横浜線沿線散歩公園探訪
八王子市高倉町
新田公園
April 2015
新田公園
八王子市高倉町のほぼ中央部に位置して、新田公園という街区公園がある。面積2500平方メートルほどの小さな公園だ。
新田公園

新田公園
新田公園は高倉町42に位置し、「高倉町42」の街区がそのまま公園である。街区の形、すなわち公園の外形は東に広く、西に狭い四辺形(いずれの対辺も平行ではないので「台形」ではない)をしており、その北東側にフェンスで囲まれた長方形の広場が置かれている。フェンスで囲まれているのは、ボール遊びなどの際にボールが出て行くのを防ぐためだろうか。そのフェンスの広場の南側は緑道といった佇まいで、緑地スペースの間に園路が延びてベンチが設けられている。西側は遊具を設置した広場で、ブランコや、滑り台、砂場などが置かれている。今回訪れたのは土曜日の午後だったが、あいにくの曇天模様、ときおり雨粒も落ちてくる空模様で、公園内には人の姿はなかった。

フェンスで囲まれた広場の中を含め、園内には大きく育った樹木が多く、立派な枝振りのケヤキやイチョウ、クスノキなどが公園の景観を演出している。それらの樹木のお陰で、小さいながらも緑濃い公園という印象を受ける。西側の砂場の上には藤棚も設けられており、そろそろ花が咲き始めていた。

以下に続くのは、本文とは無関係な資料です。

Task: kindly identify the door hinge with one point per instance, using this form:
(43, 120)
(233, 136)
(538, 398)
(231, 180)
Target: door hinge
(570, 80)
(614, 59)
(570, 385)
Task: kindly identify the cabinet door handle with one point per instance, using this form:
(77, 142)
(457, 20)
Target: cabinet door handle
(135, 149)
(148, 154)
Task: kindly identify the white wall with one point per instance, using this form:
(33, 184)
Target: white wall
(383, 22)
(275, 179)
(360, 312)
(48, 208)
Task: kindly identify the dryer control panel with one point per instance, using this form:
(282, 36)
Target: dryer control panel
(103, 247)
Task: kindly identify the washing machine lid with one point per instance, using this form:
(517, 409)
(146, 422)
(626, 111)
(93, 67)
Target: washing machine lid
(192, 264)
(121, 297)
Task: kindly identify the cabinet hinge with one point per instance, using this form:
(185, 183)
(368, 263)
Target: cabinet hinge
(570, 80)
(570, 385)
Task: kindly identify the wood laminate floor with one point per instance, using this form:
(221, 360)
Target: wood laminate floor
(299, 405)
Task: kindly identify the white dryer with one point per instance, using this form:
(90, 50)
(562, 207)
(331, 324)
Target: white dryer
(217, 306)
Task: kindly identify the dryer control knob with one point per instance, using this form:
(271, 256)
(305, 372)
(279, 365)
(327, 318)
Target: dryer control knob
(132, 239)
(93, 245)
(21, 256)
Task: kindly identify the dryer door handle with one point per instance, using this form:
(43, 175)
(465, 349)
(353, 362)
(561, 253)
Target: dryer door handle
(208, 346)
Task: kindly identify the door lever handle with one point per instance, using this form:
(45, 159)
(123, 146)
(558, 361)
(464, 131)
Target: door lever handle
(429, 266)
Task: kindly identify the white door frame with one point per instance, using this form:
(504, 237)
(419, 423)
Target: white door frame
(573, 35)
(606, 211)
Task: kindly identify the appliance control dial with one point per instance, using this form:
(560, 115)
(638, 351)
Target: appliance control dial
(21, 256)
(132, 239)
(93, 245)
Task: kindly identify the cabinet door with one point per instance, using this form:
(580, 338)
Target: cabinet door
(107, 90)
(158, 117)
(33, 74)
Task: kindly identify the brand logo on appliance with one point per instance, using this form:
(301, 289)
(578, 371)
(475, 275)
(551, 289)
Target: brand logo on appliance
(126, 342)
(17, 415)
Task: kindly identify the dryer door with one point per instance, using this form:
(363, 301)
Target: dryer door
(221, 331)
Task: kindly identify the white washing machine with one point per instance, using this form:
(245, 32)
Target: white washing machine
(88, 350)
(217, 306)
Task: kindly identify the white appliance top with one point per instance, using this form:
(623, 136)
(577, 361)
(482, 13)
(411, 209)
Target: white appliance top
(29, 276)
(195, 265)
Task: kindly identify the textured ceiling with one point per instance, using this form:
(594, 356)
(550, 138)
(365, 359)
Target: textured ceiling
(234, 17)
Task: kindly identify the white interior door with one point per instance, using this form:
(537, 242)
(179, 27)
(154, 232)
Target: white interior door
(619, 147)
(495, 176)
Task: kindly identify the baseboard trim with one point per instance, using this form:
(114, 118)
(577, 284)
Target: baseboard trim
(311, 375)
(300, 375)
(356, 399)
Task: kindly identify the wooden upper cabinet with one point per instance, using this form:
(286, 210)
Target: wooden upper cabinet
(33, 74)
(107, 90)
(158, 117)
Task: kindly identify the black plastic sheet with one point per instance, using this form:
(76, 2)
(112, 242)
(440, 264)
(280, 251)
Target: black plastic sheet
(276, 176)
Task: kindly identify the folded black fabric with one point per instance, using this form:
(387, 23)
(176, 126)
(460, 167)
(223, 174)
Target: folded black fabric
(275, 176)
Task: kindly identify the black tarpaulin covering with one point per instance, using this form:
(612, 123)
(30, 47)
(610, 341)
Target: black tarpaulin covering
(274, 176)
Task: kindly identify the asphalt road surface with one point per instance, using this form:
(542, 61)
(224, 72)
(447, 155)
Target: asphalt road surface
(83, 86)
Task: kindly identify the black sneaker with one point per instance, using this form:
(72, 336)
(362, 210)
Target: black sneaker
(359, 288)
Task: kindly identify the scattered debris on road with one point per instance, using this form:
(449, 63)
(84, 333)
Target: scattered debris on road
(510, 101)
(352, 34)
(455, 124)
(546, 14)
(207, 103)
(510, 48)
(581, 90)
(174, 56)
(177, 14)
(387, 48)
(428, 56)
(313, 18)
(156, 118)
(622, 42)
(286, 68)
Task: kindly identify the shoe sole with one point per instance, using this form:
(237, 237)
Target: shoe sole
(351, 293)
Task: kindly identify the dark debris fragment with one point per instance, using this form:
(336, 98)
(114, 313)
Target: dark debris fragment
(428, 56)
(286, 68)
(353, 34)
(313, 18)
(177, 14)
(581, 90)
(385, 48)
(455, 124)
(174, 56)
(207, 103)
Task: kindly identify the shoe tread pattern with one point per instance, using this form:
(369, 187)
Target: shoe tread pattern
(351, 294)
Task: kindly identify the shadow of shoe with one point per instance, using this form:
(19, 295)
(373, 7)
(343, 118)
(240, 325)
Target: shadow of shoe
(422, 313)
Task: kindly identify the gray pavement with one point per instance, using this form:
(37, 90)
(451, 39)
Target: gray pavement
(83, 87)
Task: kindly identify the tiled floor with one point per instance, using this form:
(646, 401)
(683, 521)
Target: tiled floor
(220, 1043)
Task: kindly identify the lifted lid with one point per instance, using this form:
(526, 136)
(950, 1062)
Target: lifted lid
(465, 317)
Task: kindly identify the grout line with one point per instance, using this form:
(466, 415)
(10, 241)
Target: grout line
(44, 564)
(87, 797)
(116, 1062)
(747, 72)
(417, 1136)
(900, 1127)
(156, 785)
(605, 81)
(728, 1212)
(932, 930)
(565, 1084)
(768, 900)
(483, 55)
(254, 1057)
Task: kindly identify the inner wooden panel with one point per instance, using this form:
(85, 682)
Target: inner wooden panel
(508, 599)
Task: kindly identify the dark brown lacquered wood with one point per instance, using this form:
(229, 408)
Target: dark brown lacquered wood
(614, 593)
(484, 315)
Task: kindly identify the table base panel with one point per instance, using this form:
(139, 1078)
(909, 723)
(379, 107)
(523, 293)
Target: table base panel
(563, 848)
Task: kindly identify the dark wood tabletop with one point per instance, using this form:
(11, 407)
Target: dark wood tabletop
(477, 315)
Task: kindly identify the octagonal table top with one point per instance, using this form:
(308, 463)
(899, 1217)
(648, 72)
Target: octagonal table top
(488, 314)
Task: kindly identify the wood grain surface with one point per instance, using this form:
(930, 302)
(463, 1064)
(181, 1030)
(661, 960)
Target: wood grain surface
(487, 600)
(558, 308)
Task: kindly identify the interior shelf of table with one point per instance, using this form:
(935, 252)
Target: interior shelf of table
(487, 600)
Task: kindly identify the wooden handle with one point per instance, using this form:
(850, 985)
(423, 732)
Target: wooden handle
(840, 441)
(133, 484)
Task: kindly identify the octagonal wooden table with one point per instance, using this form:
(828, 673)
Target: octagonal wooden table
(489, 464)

ところで、やはり「新田公園」という、その名に興味を覚える。八王子市高倉町は日野台地の西端部に位置しているが、高倉町から日野市旭が丘、日野台、多摩平にかけての日野台地は江戸時代中期(1700年代初期)に新田開発が行われたところだ。公園の名の「新田」は、その「新田」に由来するのだろう。明治になって、この周辺地域の粟ノ須村、大和田村、北大谷村、宇津木村、石川村、北平村、西中野村が合併して小宮村が発足、後に小宮町となり、その旧小宮町が1941年(昭和16年)に八王子市に編入され、1943年(昭和18年)に旧小宮町大字日野、粟ノ須の一部が高倉町となった。「高倉」の名は、この辺りの旧小字名「高倉野」に由来するという。現在の地名からそうした変遷を窺い知ることは難しいが、こうして公園の名として「新田」という歴史のひとこまが残っているということだろうか。
近所に暮らす人たちのための小さな街区公園で、遠方から訪ねてみたくなるような特徴があるわけではないが、「新田公園」という名から、この地域の土地の変遷の歴史に思いを馳せるのも一興かもしれない。